Problem Solving and Enquiry 5-14

Ruth: We were very lucky to gain funding earlier on this year to buy games and puzzles, and we bought a lot from the Happy Puzzle Company, some from various other sources, and what we did with all the primary 7s coming from various associated primaries - we had an afternoon of fun and games, a maths puzzle afternoon in our hall. This was before the pupils arrived at our school. The way we ran it was we had stations around the room, there was puzzles or games on each station, we blew a whistle every seven minutes and pupils moved on - it was very much for them to have a social occasion that they were meeting each other and getting to know each other before they came to secondary. However, it was also to be a fun afternoon and most pupils seemed to have enjoyed it. 

David: One of the things I was very keen that the department became involved in was to establish stronger links with our associated primary schools, and I thought that the CAME project, working with primary schools and working on the CAME project, would be a way of looking at classroom practice, teaching approaches, and that would be a good way of establishing stronger links. 

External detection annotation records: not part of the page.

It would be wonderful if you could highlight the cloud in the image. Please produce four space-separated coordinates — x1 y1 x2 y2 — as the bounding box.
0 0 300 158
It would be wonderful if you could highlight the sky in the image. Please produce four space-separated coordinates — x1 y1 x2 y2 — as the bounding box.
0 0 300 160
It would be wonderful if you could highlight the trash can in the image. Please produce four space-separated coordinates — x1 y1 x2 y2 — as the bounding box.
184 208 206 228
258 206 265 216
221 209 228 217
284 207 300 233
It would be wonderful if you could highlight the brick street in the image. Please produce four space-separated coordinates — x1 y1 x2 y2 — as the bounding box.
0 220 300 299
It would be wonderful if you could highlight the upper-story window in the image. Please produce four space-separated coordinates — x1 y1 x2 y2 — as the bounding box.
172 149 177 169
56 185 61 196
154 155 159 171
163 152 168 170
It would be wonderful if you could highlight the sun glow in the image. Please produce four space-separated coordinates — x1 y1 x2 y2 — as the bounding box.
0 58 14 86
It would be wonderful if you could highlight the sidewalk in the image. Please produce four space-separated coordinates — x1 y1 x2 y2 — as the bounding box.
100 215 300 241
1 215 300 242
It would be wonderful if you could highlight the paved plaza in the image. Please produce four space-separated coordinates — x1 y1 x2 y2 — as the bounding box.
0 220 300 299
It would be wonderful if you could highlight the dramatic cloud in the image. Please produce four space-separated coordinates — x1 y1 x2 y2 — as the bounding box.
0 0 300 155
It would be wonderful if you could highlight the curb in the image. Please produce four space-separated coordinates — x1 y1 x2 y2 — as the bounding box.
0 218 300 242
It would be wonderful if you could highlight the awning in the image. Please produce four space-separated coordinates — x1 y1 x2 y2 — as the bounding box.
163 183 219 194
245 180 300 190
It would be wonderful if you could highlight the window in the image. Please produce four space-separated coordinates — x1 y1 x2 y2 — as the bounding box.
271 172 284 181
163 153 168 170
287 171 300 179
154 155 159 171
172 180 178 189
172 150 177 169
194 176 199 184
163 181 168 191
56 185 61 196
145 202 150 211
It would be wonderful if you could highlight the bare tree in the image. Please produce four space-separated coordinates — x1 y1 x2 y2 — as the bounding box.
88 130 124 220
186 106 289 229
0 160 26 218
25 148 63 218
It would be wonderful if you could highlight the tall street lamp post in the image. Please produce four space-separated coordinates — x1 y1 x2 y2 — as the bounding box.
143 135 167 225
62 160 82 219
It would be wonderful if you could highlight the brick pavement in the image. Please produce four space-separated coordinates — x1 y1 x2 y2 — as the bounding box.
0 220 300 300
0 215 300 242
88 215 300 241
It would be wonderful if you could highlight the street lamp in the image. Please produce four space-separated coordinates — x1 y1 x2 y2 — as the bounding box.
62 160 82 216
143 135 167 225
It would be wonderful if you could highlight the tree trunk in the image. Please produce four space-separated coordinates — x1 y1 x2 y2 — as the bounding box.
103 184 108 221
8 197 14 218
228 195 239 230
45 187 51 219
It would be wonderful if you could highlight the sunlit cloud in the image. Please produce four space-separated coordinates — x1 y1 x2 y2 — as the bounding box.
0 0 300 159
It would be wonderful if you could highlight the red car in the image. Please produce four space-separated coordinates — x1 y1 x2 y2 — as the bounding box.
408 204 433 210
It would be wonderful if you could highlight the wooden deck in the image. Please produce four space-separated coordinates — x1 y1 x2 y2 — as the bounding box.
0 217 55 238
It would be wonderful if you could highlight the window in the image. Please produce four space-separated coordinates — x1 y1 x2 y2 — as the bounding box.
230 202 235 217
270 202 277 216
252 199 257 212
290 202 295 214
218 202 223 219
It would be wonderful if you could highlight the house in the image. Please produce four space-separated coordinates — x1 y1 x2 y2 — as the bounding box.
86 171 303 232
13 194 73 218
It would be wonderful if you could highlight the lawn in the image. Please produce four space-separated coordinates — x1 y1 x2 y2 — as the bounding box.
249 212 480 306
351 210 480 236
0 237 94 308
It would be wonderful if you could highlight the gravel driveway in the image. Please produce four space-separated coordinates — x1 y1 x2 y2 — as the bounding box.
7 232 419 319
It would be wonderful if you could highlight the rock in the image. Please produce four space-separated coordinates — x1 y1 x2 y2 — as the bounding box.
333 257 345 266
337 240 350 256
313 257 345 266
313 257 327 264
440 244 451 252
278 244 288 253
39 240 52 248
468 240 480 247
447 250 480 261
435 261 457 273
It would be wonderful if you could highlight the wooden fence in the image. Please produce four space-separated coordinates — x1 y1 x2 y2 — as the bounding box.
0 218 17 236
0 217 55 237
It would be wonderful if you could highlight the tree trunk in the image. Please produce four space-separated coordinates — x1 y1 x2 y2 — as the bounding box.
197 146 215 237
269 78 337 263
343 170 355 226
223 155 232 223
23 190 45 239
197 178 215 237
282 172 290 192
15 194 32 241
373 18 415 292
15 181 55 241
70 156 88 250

The programme was set up really in four phases and the first phase involved a trainer coming to the school and doing some demonstration lessons - and this is followed by a period where the teachers went and carried out the lessons in their own classrooms, and were about to evaluate the success or otherwise of these lessons. Phase two is going to involve demonstration lessons in one of our associated primary schools, and again that will be followed by some practice with the teachers in their own classrooms. Phases three and four are a bit more ambitious, perhaps, where we're going to be looking at primary teachers observing secondary staff teaching some of the lessons, and in turn vice-versa, we'll have the secondary teachers observing primary colleagues teaching lessons in the classroom. We feel that that should give us a strong link with the different schools and a focus on teaching approaches - and the discussion that should come from that, we think, will be very useful in the primary-secondary liaison process.